A new condo proposal for the Sobeys at Dupont and Shaw could set the stage for yet another neighbourhood’s entry into the gentrification debate.
Elissa McBride says she’s not a “big civic-engagement-activist person,” but you could be forgiven for thinking otherwise. Walking along Dupont Street near Shaw last week, McBride pulled a wad of planning documents and news reports from her bag. “This is what I carry in my purse at all times,” she joked.
Sobeys wants to build a massive condo development at the corner of Dupont and Shaw, and McBride has been reading up. In a series of reports posted on the city’s website, the grocery chain laid out its plan: The gas station and 24-hour supermarket at 840–860 Dupont would be razed and replaced with a two-storey “podium,” housing office space and a new food store. On top of the podium, like a couple of medal-winning athletes, would be two 11-storey towers, totalling 393 units.
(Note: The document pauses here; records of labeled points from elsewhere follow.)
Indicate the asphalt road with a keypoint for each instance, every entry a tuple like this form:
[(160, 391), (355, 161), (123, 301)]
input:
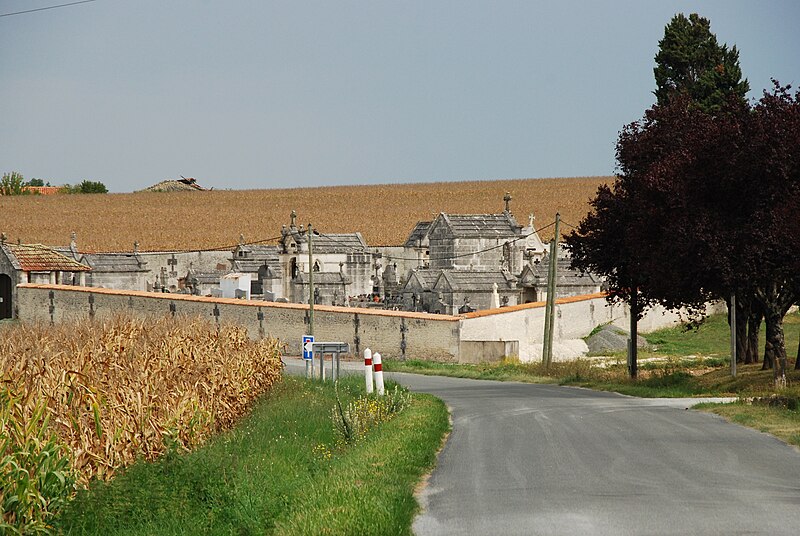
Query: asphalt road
[(542, 459)]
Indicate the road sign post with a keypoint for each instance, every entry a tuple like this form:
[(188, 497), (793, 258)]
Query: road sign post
[(308, 354)]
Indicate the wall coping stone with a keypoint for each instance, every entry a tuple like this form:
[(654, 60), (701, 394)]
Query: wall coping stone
[(533, 305), (249, 303)]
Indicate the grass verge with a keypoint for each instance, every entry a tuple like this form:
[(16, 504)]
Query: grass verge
[(280, 471), (783, 423), (680, 364)]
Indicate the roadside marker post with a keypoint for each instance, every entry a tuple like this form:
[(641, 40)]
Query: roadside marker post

The avalanche of reports has kept McBride busy. In one, the development’s hypothetical shadows rotate through her neighbourhood as if the condos were an enormous sundial. Another anticipated the impact on local traffic, cheerfully suggesting that “the intersection [at Dupont and Shaw] is projected to continue to operate acceptably.”
McBride isn’t buying it. “This is not DVP, life-shortening traffic,” she said of the slow-moving stream of cars moving up Christie towards Dupont. “But to me, this is painful.” McBride said that she’s not anti-development, but that a “sane” proposal would be one tower, maybe five storeys tall. As she walked past luxury car dealership Gentry Lane Automobiles, McBride admitted, “I know [the developers are] there to make money.”
She isn’t alone in her opposition to the project. Some anonymous activist, armed with a roll of tape and spare time, has slapped up posters around the neighbourhood. Under the heading “Know What’s Replacing the Sobeys at Dupont/Shaw?” the posters detail the relevant specs, including the number of units and the 734 parking spaces. One is posted outside the Universal Grill, next to a notice advertising a dog walker; another, a half block south, is next to a poster for a lost dog.
And then there’s the area’s councillor, Mike Layton, who argued that injecting hundreds of residents into a neighbourhood that’s poorly served by public transit might not be prudent. As for the size, Layton feels the same as McBride. “It’s sort of stretching the definition of mid-rise,” he said. On that particular strip of Dupont, dominated by two- and three-storey homes on the south and squat buildings on the north, it would be singular in its size.
But the neighbourhood opposition may not matter. The city’s planning department is currently reviewing its official plan, the big-picture document that lays out a comprehensive vision for how Toronto should grow and develop. Wrapped up in this review are several requests from developers looking to convert land designated for employment—like 840–860 Dupont—into residential property. As the province and the city continue to grow, this becomes an important question. While there’s clearly a market for creating more living space, the city’s planning department still has to assure the province that it can accommodate job growth. Whether Sobeys will get to build its development, then, depends on two big questions. Firstly, will the city grant the developers the conversions? And if they do, is the Sobeys proposal appropriate for that site?
At least one resident thinks so. Eya Donald Greenland Kotulsky, who shows her late husband’s artwork in a gallery across from the Sobeys, calls the enormous parking lot currently surrounding the grocery store and gas station “a gigantic waste of space.”
Donald Greenland Kotulsky used to work for the Ontario Municipal Board, the powerful body that can overrule councillors who vote against development proposals. Whether or not the Sobeys proposal is perfect, she believes developers might work with neighbours who ask for improved local infrastructure or units for people with low incomes. In other words, you can watch as developers get rich draping your city in concrete and glass, or you can pressure them to build what your neighbourhood needs. “I don’t just want to make it better for the haves,” said Donald Greenland Kotulsky. “I’d like to make it better for the have-nots as well.”